As bad as that news was for Republicans, they did have some good news; Americans will finally get to see their long awaited "patient centered/free market" health care replacement plan for ObamaCare, something I’ve reviewed here in a previous post. In summary:
A series of familiar conservative healthcare ideas … The 37-page plan was originally billed as part of a comprehensive governing blueprint
...Paul Ryan’s latest “comprehensive...blueprint" of the same old reform con, again, prevents the CBO from grading it:
…missing key details and legislative language that would allow independent analysts such as the Congressional Budget Office to assess its cost and impact.
Ignoring the natural aging process and diminished mental capabilities of seniors, Ryan wants them to shop till they literally drop:
…replace the current government-run Medicare benefit with a system of vouchers,“premium support," that seniors could use to offset at least part of the cost of premiums for private health plans.” 
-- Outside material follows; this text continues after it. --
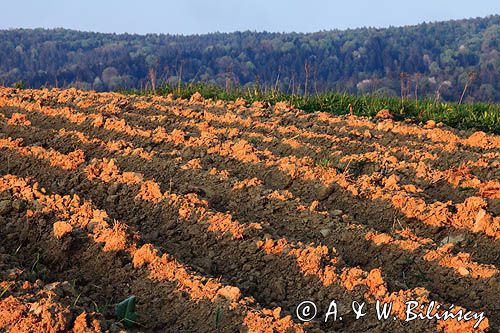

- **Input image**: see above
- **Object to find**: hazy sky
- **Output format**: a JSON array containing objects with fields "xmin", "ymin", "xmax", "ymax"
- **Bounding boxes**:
[{"xmin": 0, "ymin": 0, "xmax": 500, "ymax": 34}]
Ryan's supposed "free market" plan oddly takes all the risk out of that marketplace with state high-risk pools, so insurers can make a profit from just healthy Americans:
Ryan himself has advocated turning over coverage for preexisting conditions to state-sponsored high-risk pools. As we’ve reported, this is a scam: high-risk pools have been tried before, and they almost always become ruinously expensive and doomed to fail.
Ryan also wants to allow states to cut health services, adding hoops and blockades for those who truly need care:
…eliminate federal rules that establish who should be covered, such as poor children and pregnant women, and which benefits should be offered. Each state would be allowed to decide who would get coverage.